Letter submitted by:

Answer:

Dear Gwen,

First of all I want to thank you for your letter.  I think you are right to be concerned about issues like this as they do seem to happen more often nowadays.  I think it is great that you are being proactive in to learn how to help if the situation ever arises.

If you are faced with a situation where a friend or family member is self-harming or cutting there are a couple things you can do.  The first would be to suggest professional help like a private counselor, a psychiatrist, or a support group.  Let them know that you understand it can be difficult to stop cutting and a professional can help by providing them a safe environment in which they can share their feelings and talk about why they feel the need to cut.   If they don’t feel comfortable going to a professional you can try reminding them of the dangers of self-harming. It can lead to permanent scarring, infections and in some extreme cases it can lead to death, if a vein or artery is accidently cut.  Another thing you can try is to help them find alternative activities for their cutting.  You can suggest that whenever they feel the urge to cut, they do those alternative behaviors, such as hitting a pillow, taking a walk, go for a run, writing in a journal, etc.

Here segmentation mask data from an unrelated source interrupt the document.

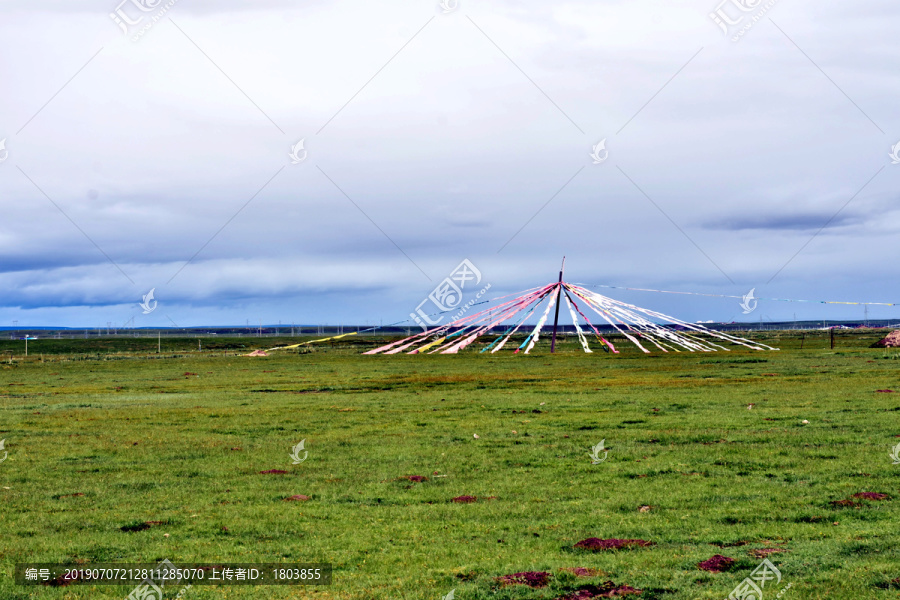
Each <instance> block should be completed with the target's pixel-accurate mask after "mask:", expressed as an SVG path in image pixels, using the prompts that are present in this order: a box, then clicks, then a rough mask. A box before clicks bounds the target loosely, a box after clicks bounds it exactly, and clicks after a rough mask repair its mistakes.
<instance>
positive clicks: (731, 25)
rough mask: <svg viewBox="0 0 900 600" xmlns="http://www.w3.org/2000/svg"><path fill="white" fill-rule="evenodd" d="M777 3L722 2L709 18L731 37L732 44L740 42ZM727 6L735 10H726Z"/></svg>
mask: <svg viewBox="0 0 900 600" xmlns="http://www.w3.org/2000/svg"><path fill="white" fill-rule="evenodd" d="M777 3H778V0H767V1H766V2H765V4H763V0H722V1H721V2H719V5H718V6H717V7H716V10H714V11H713V12H711V13H709V18H710V19H712V20H713V23H715V24H716V25H718V26H719V29H721V30H722V32H723V33H725V35H726V36H728V35H730V36H731V41H732V42H738V41H740V39H741V38H742V37H744V34H746V33H747V32H748V31H750V29H751V28H752V27H753V26H754V25H756V24H757V23H758V22H759V21H760V20H761V19H762V18H763V17H764V16H765V14H766V13H767V12H769V9H770V8H772V7H773V6H775V5H776V4H777ZM726 5H731V6H732V7H733V8H731V9H728V10H726V9H725V6H726ZM750 13H753V14H750ZM732 33H733V34H734V35H732Z"/></svg>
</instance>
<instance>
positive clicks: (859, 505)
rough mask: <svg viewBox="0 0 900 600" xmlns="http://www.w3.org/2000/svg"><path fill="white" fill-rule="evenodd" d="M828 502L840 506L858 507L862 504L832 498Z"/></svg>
mask: <svg viewBox="0 0 900 600" xmlns="http://www.w3.org/2000/svg"><path fill="white" fill-rule="evenodd" d="M829 504H831V505H832V506H837V507H840V508H858V507H860V506H862V504H860V503H859V502H854V501H853V500H833V501H831V502H830V503H829Z"/></svg>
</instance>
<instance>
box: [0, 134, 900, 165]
mask: <svg viewBox="0 0 900 600" xmlns="http://www.w3.org/2000/svg"><path fill="white" fill-rule="evenodd" d="M3 141H4V142H5V141H6V140H3ZM2 148H3V142H0V149H2ZM888 156H890V157H891V164H892V165H900V142H897V144H896V145H895V146H893V147H892V148H891V153H890V154H889V155H888ZM3 160H4V159H2V158H0V162H3Z"/></svg>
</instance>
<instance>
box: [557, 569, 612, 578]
mask: <svg viewBox="0 0 900 600" xmlns="http://www.w3.org/2000/svg"><path fill="white" fill-rule="evenodd" d="M560 571H568V572H569V573H572V574H573V575H575V576H576V577H597V576H598V575H603V574H604V573H603V571H601V570H600V569H591V568H588V567H563V568H562V569H560Z"/></svg>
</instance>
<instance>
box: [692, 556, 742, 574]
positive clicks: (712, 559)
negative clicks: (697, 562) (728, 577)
mask: <svg viewBox="0 0 900 600" xmlns="http://www.w3.org/2000/svg"><path fill="white" fill-rule="evenodd" d="M733 565H734V559H733V558H728V557H727V556H722V555H721V554H716V555H715V556H713V557H711V558H707V559H706V560H704V561H703V562H699V563H697V567H699V568H701V569H703V570H704V571H709V572H710V573H724V572H725V571H727V570H729V569H730V568H731V567H732V566H733Z"/></svg>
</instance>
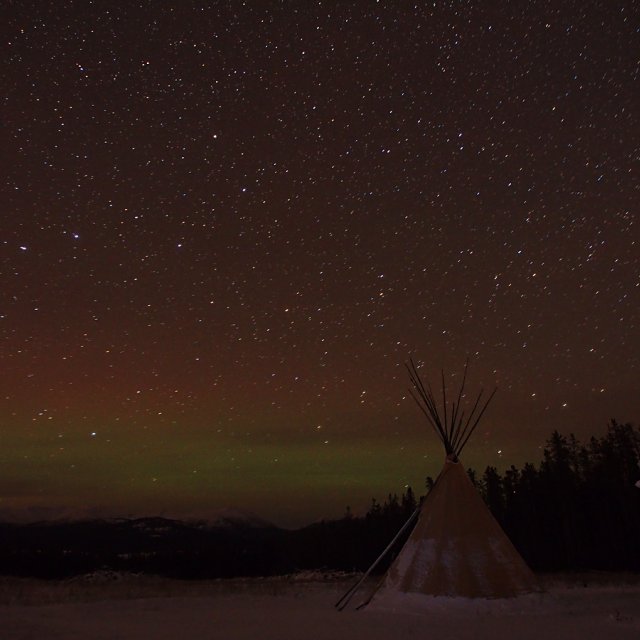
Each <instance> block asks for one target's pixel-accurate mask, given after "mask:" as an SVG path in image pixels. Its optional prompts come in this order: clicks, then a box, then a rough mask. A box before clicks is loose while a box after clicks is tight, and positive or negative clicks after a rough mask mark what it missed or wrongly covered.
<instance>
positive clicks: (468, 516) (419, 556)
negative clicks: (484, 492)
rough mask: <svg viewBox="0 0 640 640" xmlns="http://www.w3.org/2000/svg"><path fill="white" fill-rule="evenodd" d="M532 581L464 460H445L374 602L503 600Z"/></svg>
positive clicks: (524, 564)
mask: <svg viewBox="0 0 640 640" xmlns="http://www.w3.org/2000/svg"><path fill="white" fill-rule="evenodd" d="M535 589H536V579H535V576H534V575H533V573H532V572H531V570H530V569H529V568H528V567H527V565H526V564H525V562H524V560H523V559H522V558H521V556H520V555H519V554H518V552H517V551H516V549H515V548H514V546H513V545H512V544H511V541H510V540H509V539H508V538H507V536H506V535H505V533H504V532H503V531H502V529H501V528H500V525H499V524H498V523H497V522H496V520H495V519H494V517H493V516H492V515H491V513H490V512H489V510H488V509H487V507H486V506H485V504H484V502H483V501H482V498H481V497H480V496H479V495H478V493H477V491H476V489H475V487H474V486H473V484H472V483H471V480H470V479H469V477H468V476H467V474H466V472H465V470H464V467H463V466H462V463H460V462H454V461H452V460H447V461H446V462H445V465H444V468H443V469H442V471H441V473H440V476H439V477H438V480H437V481H436V484H435V486H434V487H433V489H432V490H431V492H430V493H429V495H428V496H427V498H426V499H425V501H424V503H423V505H422V508H421V510H420V515H419V518H418V522H417V524H416V526H415V528H414V530H413V532H412V533H411V536H410V537H409V539H408V540H407V542H406V544H405V545H404V547H403V548H402V550H401V551H400V553H399V554H398V557H397V558H396V559H395V561H394V563H393V564H392V566H391V568H390V569H389V571H388V573H387V575H386V577H385V580H384V583H383V585H382V588H381V589H380V591H379V592H378V593H377V594H376V596H375V600H376V601H381V600H384V599H385V598H389V597H392V596H393V595H394V594H397V593H398V592H400V593H421V594H426V595H431V596H462V597H467V598H501V597H511V596H515V595H518V594H520V593H526V592H530V591H534V590H535Z"/></svg>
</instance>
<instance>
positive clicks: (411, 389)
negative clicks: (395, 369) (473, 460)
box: [405, 358, 498, 462]
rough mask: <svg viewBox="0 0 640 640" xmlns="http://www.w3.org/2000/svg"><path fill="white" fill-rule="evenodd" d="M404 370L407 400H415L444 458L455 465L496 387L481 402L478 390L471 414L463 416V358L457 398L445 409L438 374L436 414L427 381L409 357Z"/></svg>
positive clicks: (469, 412)
mask: <svg viewBox="0 0 640 640" xmlns="http://www.w3.org/2000/svg"><path fill="white" fill-rule="evenodd" d="M405 367H406V368H407V371H408V373H409V380H410V382H411V388H409V393H410V394H411V397H412V398H413V399H414V400H415V401H416V404H417V405H418V407H419V408H420V410H421V411H422V413H423V414H424V415H425V416H426V418H427V421H428V422H429V424H430V425H431V426H432V427H433V429H434V431H435V432H436V434H437V435H438V437H439V438H440V440H441V442H442V444H443V445H444V448H445V453H446V456H447V458H448V459H449V460H452V461H454V462H456V461H457V460H458V457H459V456H460V453H461V452H462V450H463V449H464V447H465V445H466V444H467V442H468V441H469V438H470V437H471V435H472V434H473V432H474V431H475V429H476V427H477V426H478V423H479V422H480V420H481V418H482V416H483V415H484V412H485V411H486V410H487V407H488V406H489V403H490V402H491V400H492V399H493V396H494V395H495V394H496V391H497V390H498V389H497V387H496V388H494V390H493V391H492V392H491V393H490V394H489V396H488V397H487V398H486V399H485V400H484V401H483V395H484V389H480V391H479V393H478V395H477V397H476V400H475V402H474V404H473V407H472V409H471V411H470V412H469V414H468V415H467V416H465V408H463V407H462V404H463V396H464V390H465V385H466V382H467V371H468V368H469V360H468V359H467V361H466V362H465V365H464V373H463V375H462V382H461V383H460V388H459V389H458V394H457V398H456V399H455V400H453V401H452V402H451V406H450V407H448V406H447V387H446V384H445V381H444V371H441V384H442V411H440V408H439V407H438V403H437V401H436V397H435V394H434V392H433V390H432V388H431V385H430V384H429V382H428V381H427V382H426V383H425V382H423V380H422V378H421V377H420V374H419V373H418V368H417V367H416V364H415V362H414V361H413V358H410V359H409V362H408V363H406V364H405Z"/></svg>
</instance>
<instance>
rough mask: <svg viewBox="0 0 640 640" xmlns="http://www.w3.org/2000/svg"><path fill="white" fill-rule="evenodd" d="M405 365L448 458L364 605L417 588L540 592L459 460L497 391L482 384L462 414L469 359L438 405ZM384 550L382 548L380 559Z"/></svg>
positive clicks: (475, 594)
mask: <svg viewBox="0 0 640 640" xmlns="http://www.w3.org/2000/svg"><path fill="white" fill-rule="evenodd" d="M407 369H408V372H409V378H410V380H411V385H412V389H411V394H412V396H413V398H414V399H415V400H416V402H417V403H418V406H419V407H420V409H421V410H422V412H423V413H424V415H425V416H426V418H427V420H428V422H429V423H430V425H431V426H432V427H433V429H434V431H435V432H436V434H437V435H438V437H439V439H440V440H441V441H442V444H443V445H444V449H445V456H446V458H445V463H444V467H443V468H442V471H441V472H440V475H439V476H438V478H437V480H436V482H435V484H434V486H433V488H432V489H431V491H430V492H429V494H428V495H427V497H426V498H425V499H424V501H423V503H422V505H421V506H420V507H418V509H417V510H416V513H415V514H414V516H412V519H411V520H416V519H417V522H416V524H415V527H414V529H413V531H412V532H411V535H410V536H409V538H408V540H407V542H406V543H405V544H404V546H403V547H402V549H401V550H400V552H399V553H398V556H397V557H396V559H395V560H394V562H393V564H392V565H391V567H390V569H389V570H388V572H387V574H386V575H385V577H384V579H383V581H382V582H381V583H380V585H379V587H378V589H377V590H376V591H375V592H374V594H373V596H372V597H370V598H369V600H367V601H366V602H365V603H364V604H366V603H368V602H369V601H370V600H373V602H374V603H375V604H377V605H382V606H392V607H393V608H397V607H402V603H403V601H406V602H408V601H409V600H411V605H412V606H414V605H415V595H418V596H419V595H422V596H449V597H466V598H507V597H513V596H517V595H519V594H522V593H527V592H532V591H537V590H538V588H537V584H536V579H535V576H534V575H533V573H532V572H531V570H530V569H529V568H528V567H527V565H526V563H525V562H524V560H523V559H522V557H521V556H520V554H519V553H518V552H517V551H516V549H515V547H514V546H513V544H512V543H511V541H510V540H509V538H508V537H507V536H506V534H505V533H504V531H503V530H502V529H501V527H500V525H499V524H498V522H497V521H496V520H495V518H494V517H493V516H492V515H491V513H490V511H489V509H488V508H487V507H486V506H485V504H484V502H483V500H482V498H481V497H480V495H479V494H478V493H477V491H476V489H475V487H474V486H473V484H472V482H471V480H470V479H469V477H468V475H467V473H466V471H465V469H464V467H463V465H462V463H461V462H460V459H459V456H460V453H461V452H462V450H463V448H464V446H465V445H466V443H467V442H468V440H469V438H470V436H471V435H472V434H473V432H474V430H475V428H476V427H477V426H478V423H479V422H480V419H481V418H482V416H483V414H484V412H485V410H486V409H487V407H488V405H489V403H490V402H491V399H492V398H493V395H494V394H495V390H494V391H493V393H491V394H490V395H489V396H488V397H487V398H486V400H484V401H483V395H484V394H483V391H480V393H479V394H478V396H477V398H476V400H475V403H473V405H472V406H471V410H470V412H469V413H468V415H466V416H465V410H464V409H463V404H465V403H464V395H465V383H466V378H467V366H465V369H464V375H463V378H462V383H461V385H460V388H459V390H458V393H457V397H456V399H455V400H454V401H453V402H452V403H451V405H450V406H448V405H447V392H446V386H445V381H444V374H443V375H442V411H440V409H439V408H438V405H437V401H436V397H435V395H434V393H433V391H432V389H431V387H430V386H429V384H424V383H423V381H422V380H421V378H420V375H419V374H418V370H417V368H416V366H415V364H414V363H413V362H412V361H411V362H410V363H409V365H408V366H407ZM408 526H410V523H407V525H405V528H404V529H406V528H407V527H408ZM401 533H402V531H401V532H400V533H399V534H398V536H396V538H398V537H400V535H401ZM392 544H393V543H392ZM392 544H390V545H389V547H387V549H386V550H385V552H386V551H387V550H389V549H390V548H391V547H392ZM382 557H384V553H383V555H382V556H380V558H378V560H377V561H376V563H377V562H378V561H380V560H381V559H382ZM376 563H374V566H375V564H376ZM371 569H373V567H372V568H371ZM371 569H370V571H371ZM368 573H369V572H367V574H365V575H368ZM354 587H355V585H354ZM355 588H357V587H355ZM353 593H355V589H354V590H352V591H351V593H350V592H347V594H345V598H346V601H344V600H343V601H342V602H339V603H338V605H339V608H343V606H346V603H347V602H348V600H349V599H351V596H352V595H353ZM412 594H413V595H412ZM407 596H409V597H408V598H407ZM361 606H363V605H361Z"/></svg>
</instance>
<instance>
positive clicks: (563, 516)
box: [311, 420, 640, 571]
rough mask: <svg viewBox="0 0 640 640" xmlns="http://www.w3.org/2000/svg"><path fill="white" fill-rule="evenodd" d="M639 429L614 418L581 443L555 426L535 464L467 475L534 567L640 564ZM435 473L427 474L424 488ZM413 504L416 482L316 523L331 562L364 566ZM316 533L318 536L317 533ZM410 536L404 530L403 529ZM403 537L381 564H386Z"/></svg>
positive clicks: (524, 554)
mask: <svg viewBox="0 0 640 640" xmlns="http://www.w3.org/2000/svg"><path fill="white" fill-rule="evenodd" d="M639 462H640V431H639V430H638V429H637V428H635V427H633V426H632V425H631V424H618V423H617V422H616V421H615V420H612V421H611V423H610V424H609V425H608V427H607V431H606V433H605V435H604V436H602V437H599V438H597V437H593V438H591V439H590V440H589V442H587V443H586V444H583V443H581V442H579V441H578V439H577V438H576V437H575V436H574V435H573V434H571V435H569V436H563V435H561V434H560V433H559V432H557V431H554V432H553V433H552V434H551V436H550V438H549V439H548V440H547V442H546V444H545V447H544V450H543V457H542V461H541V462H540V463H539V465H538V466H535V465H534V464H531V463H527V464H525V465H524V467H523V468H522V469H518V468H516V467H515V466H511V467H510V468H509V469H507V470H506V471H505V472H504V473H502V474H501V473H500V472H499V471H498V470H497V469H496V468H495V467H491V466H490V467H487V468H486V469H485V471H484V473H483V474H482V475H480V474H478V473H477V472H476V471H474V470H473V469H469V470H468V474H469V477H470V478H471V481H472V482H473V483H474V485H475V486H476V488H477V489H478V492H479V493H480V495H481V496H482V498H483V499H484V501H485V502H486V504H487V506H488V507H489V509H490V510H491V512H492V513H493V515H494V516H495V518H496V519H497V520H498V522H499V523H500V525H501V526H502V528H503V529H504V530H505V531H506V533H507V535H508V536H509V538H510V539H511V541H512V542H513V544H514V545H515V547H516V548H517V549H518V551H519V552H520V553H521V554H522V556H523V557H524V559H525V560H526V561H527V563H528V564H529V566H530V567H531V568H532V569H534V570H536V571H562V570H584V569H596V570H609V571H614V570H617V571H619V570H631V571H640V489H639V488H637V487H636V486H635V483H636V482H637V481H638V479H640V468H639V467H638V463H639ZM434 484H435V480H434V479H433V478H431V477H428V478H427V479H426V489H427V493H428V491H430V490H431V488H433V486H434ZM415 506H416V498H415V497H414V494H413V492H412V490H411V489H408V491H407V492H406V493H405V494H404V495H403V496H402V497H400V498H398V496H397V495H390V496H389V497H388V498H387V500H386V501H385V502H384V503H382V504H380V503H378V502H376V501H375V500H374V501H373V502H372V505H371V508H370V509H369V511H368V512H367V514H366V515H365V516H364V517H363V518H353V517H352V516H351V514H350V510H349V509H348V508H347V514H346V515H345V517H344V518H343V519H342V520H341V521H337V522H330V523H321V524H319V525H314V526H313V527H312V528H311V529H312V530H313V532H314V533H315V534H322V535H318V536H317V539H318V540H319V542H317V545H316V546H317V549H316V552H317V551H319V549H323V550H324V551H323V552H320V553H321V556H323V560H325V561H326V562H325V564H326V565H327V566H335V567H340V568H344V569H356V570H362V569H364V568H366V567H367V566H368V564H370V563H371V562H372V561H373V559H375V557H376V556H377V554H378V553H379V552H380V551H381V550H382V549H384V548H385V546H386V545H387V543H388V542H389V541H390V540H391V539H392V538H393V536H394V535H395V533H396V532H397V531H398V530H399V529H400V527H401V526H402V524H403V523H404V522H405V521H406V519H407V518H408V517H409V516H410V515H411V513H412V512H413V510H414V508H415ZM312 537H313V536H312ZM405 537H406V536H405ZM401 546H402V541H399V542H398V545H397V547H396V549H395V550H394V551H392V552H391V553H390V555H389V557H388V558H387V560H386V562H383V563H382V564H381V566H380V570H384V569H385V568H386V567H387V566H388V565H389V564H390V562H391V560H392V559H393V557H394V555H395V553H397V550H399V548H400V547H401Z"/></svg>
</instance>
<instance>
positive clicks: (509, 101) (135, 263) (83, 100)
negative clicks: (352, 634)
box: [0, 0, 640, 526]
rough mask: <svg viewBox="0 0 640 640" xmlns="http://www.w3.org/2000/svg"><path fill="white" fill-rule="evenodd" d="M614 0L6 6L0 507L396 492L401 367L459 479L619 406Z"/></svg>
mask: <svg viewBox="0 0 640 640" xmlns="http://www.w3.org/2000/svg"><path fill="white" fill-rule="evenodd" d="M634 4H635V3H633V2H631V1H629V2H620V3H619V2H610V1H608V0H601V1H595V2H591V1H589V0H587V1H575V2H574V1H567V2H549V1H547V2H542V1H532V2H503V1H500V2H498V1H495V0H487V1H479V0H478V1H475V2H456V1H449V2H439V1H436V2H428V3H427V2H417V3H410V2H400V1H397V2H391V1H383V0H381V1H379V2H375V1H365V0H362V1H359V2H355V1H354V2H346V1H345V2H330V1H325V2H311V1H308V2H283V1H280V2H276V1H271V2H267V1H260V0H255V1H247V2H239V1H238V2H198V3H190V2H189V3H177V2H176V3H174V2H160V1H159V0H157V1H155V2H151V1H148V2H106V1H105V2H101V1H95V2H90V1H88V0H87V1H84V2H80V1H78V2H70V1H62V0H61V1H60V2H58V1H55V2H54V1H41V2H28V1H25V2H7V3H4V7H3V9H2V16H1V19H2V25H3V27H2V33H3V37H2V47H3V52H2V63H1V69H2V82H1V87H2V129H1V145H2V156H1V157H2V213H1V218H0V251H1V254H0V256H1V263H0V264H1V267H0V285H1V286H0V292H1V294H0V377H1V387H0V517H4V518H21V519H23V520H24V519H36V518H41V517H58V516H61V515H76V516H77V515H82V516H85V515H111V516H127V515H145V514H146V515H165V516H171V517H174V516H177V517H191V516H198V517H213V516H214V515H215V514H216V513H218V512H219V511H220V510H221V509H229V508H234V509H240V510H243V511H247V512H252V513H255V514H257V515H259V516H261V517H264V518H267V519H269V520H272V521H274V522H276V523H278V524H283V525H287V526H295V525H300V524H304V523H307V522H310V521H312V520H317V519H320V518H323V517H334V516H340V515H342V514H343V513H344V510H345V507H346V505H350V506H351V507H352V509H353V511H354V512H356V513H361V512H363V511H364V510H366V509H367V508H368V506H369V503H370V500H371V498H372V497H376V498H378V499H384V498H385V496H386V495H387V493H389V492H390V491H395V492H401V491H403V490H404V487H405V486H406V485H407V484H410V485H411V486H412V487H413V488H414V490H416V492H417V493H420V492H421V490H422V489H423V488H424V478H425V476H426V475H428V474H430V475H435V474H436V473H437V472H438V470H439V467H440V466H441V464H442V461H443V456H444V454H443V449H442V445H441V444H440V443H439V442H438V441H437V439H436V437H435V436H434V435H433V433H432V432H431V431H430V428H429V427H428V425H427V424H426V423H425V421H424V418H423V417H422V416H421V414H420V413H419V411H418V409H417V408H416V406H415V404H414V403H413V400H412V399H411V397H410V396H409V394H408V384H409V382H408V378H407V375H406V371H405V369H404V363H405V362H406V361H407V360H408V359H409V357H413V358H415V360H416V361H417V362H418V363H420V365H421V372H422V374H423V375H424V376H425V377H427V378H430V379H432V380H437V378H438V376H439V375H440V369H441V368H443V369H444V370H445V372H446V376H447V380H448V382H449V383H450V384H451V385H452V388H453V387H455V385H456V384H457V382H459V380H460V374H461V372H462V370H463V367H464V363H465V360H466V359H467V357H468V358H469V360H470V372H469V382H468V387H469V392H470V395H473V396H474V395H475V392H477V390H478V389H479V388H480V387H482V386H484V387H485V388H486V389H487V390H491V389H492V388H493V387H494V386H496V385H497V387H498V393H497V395H496V397H495V399H494V401H493V403H492V405H491V407H490V408H489V410H488V411H487V414H486V415H485V419H484V420H483V422H482V423H481V425H480V427H479V429H478V431H477V432H476V434H475V437H474V438H473V439H472V440H471V441H470V443H469V445H468V446H467V449H466V450H465V453H464V454H463V460H464V462H465V464H467V465H468V466H474V467H476V468H478V469H480V470H482V469H484V467H485V466H486V465H488V464H492V465H496V466H498V467H499V468H503V467H504V466H508V465H510V464H516V465H521V464H522V463H523V462H525V461H527V460H529V461H532V462H538V461H539V460H540V457H541V449H542V447H543V446H544V442H545V440H546V438H547V437H548V436H549V435H550V433H551V431H552V430H553V429H559V430H561V431H562V432H564V433H566V434H568V433H570V432H574V433H575V434H576V435H577V436H578V437H580V438H582V439H585V438H588V437H589V436H590V435H593V434H595V435H599V434H602V433H603V432H604V430H605V428H606V425H607V422H608V421H609V420H610V419H611V418H616V419H618V420H619V421H621V422H633V423H635V424H637V423H638V420H639V417H640V393H639V388H638V387H639V383H638V380H639V374H640V260H639V250H640V224H639V217H638V178H637V168H638V148H639V136H638V133H639V128H638V121H639V120H638V111H637V107H638V101H637V97H638V70H639V59H640V56H639V51H640V47H639V42H638V40H639V33H638V29H637V25H638V13H637V5H636V6H634ZM634 9H635V12H634Z"/></svg>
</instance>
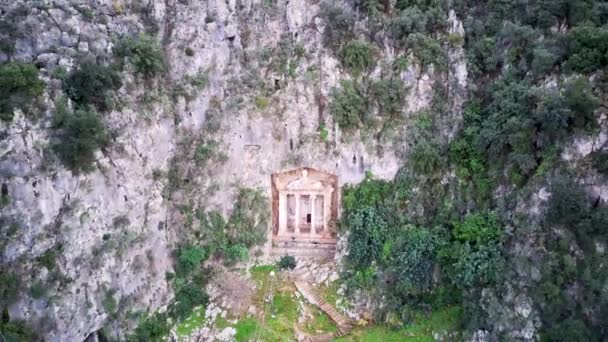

If you would like to obtain more information on how to help those who are cutting, there are several places where you can find help and information or you can refer the person too.  1-800-DON’T-CUT is a hotline that will refer a therapist in your area.  www.safe-alternatives.com and www.helpguide.org/mental/self_injury.htm are websites where you can find more suggestions for alternative behaviors to cutting.  Also you can always refer the person to 1-866-4-U-TREVOR or Ask Trevor or Trevor `Chat as well.